Although DVAs can be seen anywhere in infra- or supratentorial compartments, draining either to superficial or deep vein systems, the most common locations are the frontoparietal regions, accounting for 36–64 %, usually draining toward the frontal horn of the lateral ventricle. The cerebellar hemispheres are also a very common location, estimated to represent 14–27 % of the cases, draining toward the fourth ventricle [27]. They may be isolated, draining one territory, or may compose a complex venous draining system of a whole cerebral or cerebellar hemisphere.

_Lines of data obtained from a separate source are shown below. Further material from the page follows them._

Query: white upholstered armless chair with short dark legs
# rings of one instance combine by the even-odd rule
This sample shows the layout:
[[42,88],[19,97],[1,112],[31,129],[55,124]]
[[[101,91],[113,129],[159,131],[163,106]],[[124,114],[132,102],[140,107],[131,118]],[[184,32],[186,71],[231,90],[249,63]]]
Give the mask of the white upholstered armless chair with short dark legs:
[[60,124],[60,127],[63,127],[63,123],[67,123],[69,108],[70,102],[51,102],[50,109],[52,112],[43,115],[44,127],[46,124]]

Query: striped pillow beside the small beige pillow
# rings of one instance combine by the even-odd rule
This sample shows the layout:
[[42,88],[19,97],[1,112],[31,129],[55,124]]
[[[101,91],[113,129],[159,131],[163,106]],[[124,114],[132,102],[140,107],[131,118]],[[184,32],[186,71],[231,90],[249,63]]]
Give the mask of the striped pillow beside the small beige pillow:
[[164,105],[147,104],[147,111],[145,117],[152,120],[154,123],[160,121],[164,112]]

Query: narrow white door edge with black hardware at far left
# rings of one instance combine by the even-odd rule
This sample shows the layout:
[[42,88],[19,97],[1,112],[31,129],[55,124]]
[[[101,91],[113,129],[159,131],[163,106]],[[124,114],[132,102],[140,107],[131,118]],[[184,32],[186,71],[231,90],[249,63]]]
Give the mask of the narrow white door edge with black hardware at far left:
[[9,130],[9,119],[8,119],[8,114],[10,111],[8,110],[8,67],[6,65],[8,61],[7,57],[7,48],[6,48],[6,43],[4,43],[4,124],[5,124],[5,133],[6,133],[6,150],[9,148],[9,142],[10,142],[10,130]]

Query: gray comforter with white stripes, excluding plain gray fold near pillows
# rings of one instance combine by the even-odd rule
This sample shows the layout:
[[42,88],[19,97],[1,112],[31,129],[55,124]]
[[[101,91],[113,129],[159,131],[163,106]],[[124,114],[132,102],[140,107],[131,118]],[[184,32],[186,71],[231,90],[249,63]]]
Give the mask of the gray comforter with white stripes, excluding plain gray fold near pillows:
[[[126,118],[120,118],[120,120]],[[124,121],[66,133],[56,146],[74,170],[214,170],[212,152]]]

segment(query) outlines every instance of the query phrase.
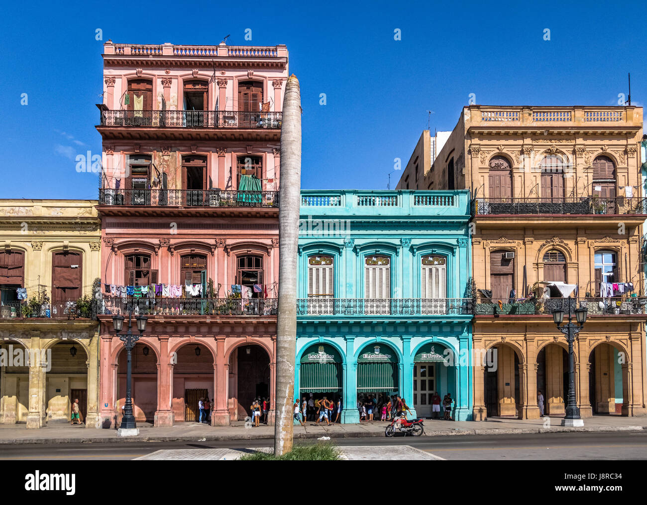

DVAs frequently coexist with other types of CNS vascular malformations such as arteriovenous malformation, capillary telangiectasia, and, especially, cavernous angiomas (15–30 % of patients) (Fig. 16) [28]. Indeed, the association between DVAs and cavernous malformations is so common that the presence of a DVA on an imaging study should promptly demand a search for a cavernoma, which is more clinically important. They are also associated with head and neck venous malformations (Fig. 17) and hemangiomas and, more rarely, with cortical dysplasia, since both occur at the same developmental stage. DVA is thought to be a manifestation of the underlying abnormal neuronal migration and not its cause [29]. In a prior publication, the frequency of DVAs in patients with cervicofacial venous malformations was described as around 20 %. Most of these cervicofacial malformations were superficial and extensive [30].